In Reaktion auf diese Entwicklungen sind die Ölpreise gestiegen. Erdöl der Sorte Brent ist seit dem 12. Dezember um 9 % teurer geworden. Der Preis liegt jetzt bei 80 US-Dollar/Barrel. Kurzzeitig ist auch Erdgas and der Börse zu erheblich höheren Preisen gehandelt worden. Letzteres ist darauf zurückzuführen, dass Katar für Europa ein wichtiger Lieferant von Flüssigerdgas ist und hier entsprechend auch mit längeren Lieferzeiten und höheren Transportkosten zu rechnen ist. Rund 8 % des weltweit geförderten und verflüssigten Erdgases wird durch das Rote Meer transportiert. Mittlerweile ist der Preis für Erdgas aber wieder deutlich gefallen.

Bei dem über Tanker transportierten Erdöl liegt der Anteil des über das rote Meer transportierten Volumens bei etwa 12 % (wobei in dieser Zahl auch das Erdöl enthalten ist, das durch die ägyptische Sumed Pipeline vom Roten Meer zum Mittelmeer transportiert wird). Betroffen sind vor allem Erdölprodukte wie Diesel und Benzin, die nach dem Lieferstopp aus Russland jetzt verstärkt aus dem Mittleren Osten und Indien nach Europa verschifft werden. Gleichzeitig wird auch russisches Rohöl zu einem wichtigen Teil über das Rote Meer nach Asien verschifft (weil es in Europa keine Abnehmer mehr findet). Da Russland die Hamas-Angriffe nicht verurteilt hat, mag es sein, dass die mit russischen Erdöl beladenen Tanker von Angriffen der Huthi-Rebellen verschont bleiben.

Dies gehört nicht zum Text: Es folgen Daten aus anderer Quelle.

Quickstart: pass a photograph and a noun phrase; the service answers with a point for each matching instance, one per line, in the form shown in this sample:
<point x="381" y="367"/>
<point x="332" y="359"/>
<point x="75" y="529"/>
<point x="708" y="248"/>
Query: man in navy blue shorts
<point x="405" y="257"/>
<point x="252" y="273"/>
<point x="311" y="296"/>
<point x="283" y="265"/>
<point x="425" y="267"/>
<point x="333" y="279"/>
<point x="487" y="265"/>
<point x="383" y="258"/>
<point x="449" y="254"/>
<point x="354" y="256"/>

Die potenziellen Auswirkungen auf die weltweite Konjunktur sind im Wesentlichen die Behinderung von Lieferketten, höhere Charterraten und Transportpreise und vor allem ein neuer Energiepreisschock. In Bezug auf die Lieferketten gehen wir davon aus, dass – anders als während der Corona-Zeit – Unternehmen durch höhere Lagerbestände und Diversifizierung besser auf Verzögerungen bei Vorleistungslieferungen vorbereitet sind. Etwaige Verzögerungen lassen sich zudem einigermaßen verlässlich abschätzen, was während der Lockdowns kaum möglich war.

Wichtiger als die Lieferkettenproblematik sind die möglichen Auswirkungen auf die Energiepreise, die Inflation und die Zinsen. Sollte es zu einer erneuten und dauerhaften Verteuerung der Energiepreise kommen, würde der Abwärtstrend bei der Inflation gestoppt werden. Die Notenbanken, von denen im kommenden Jahr baldige Zinssenkungen erwartet werden, dürften zögern, diese durchzuführen. Damit könnte die erwartete weiche Landung in den USA und die erhoffte vorsichtige Erholung in der Eurozone gefährdet werden.

Derweil hat die Weltgemeinschaft auf die massive Behinderung des Schiffsverkehrs in der Straße von Bab el-Mandeb reagiert. So hat die USA einen multinationalen Einsatz zur Sicherung der Schifffahrtsrouten im Roten Meer unter Beteiligung von Großbritannien, Frankreich und Spanien angekündigt. Man werde gemeinsame Patrouillen im südlichen Roten Meer und dem Golf von Aden durchführen. Gut möglich, dass diese Gegenmaßnahmen den Handelsschiffen wieder die sichere Durchfahrt durch das Rote Meer ermöglichen. Zu Verzögerungen wird es vermutlich dennoch kommen und das Risiko besteht fort, dass Angriffe auf Handelsschiffe intensiviert werden. Dass das erwartete Wirtschaftswachstum in 2024 auf wackeligen Füßen steht, wird durch die aktuellen Entwicklungen nochmals unterstrichen.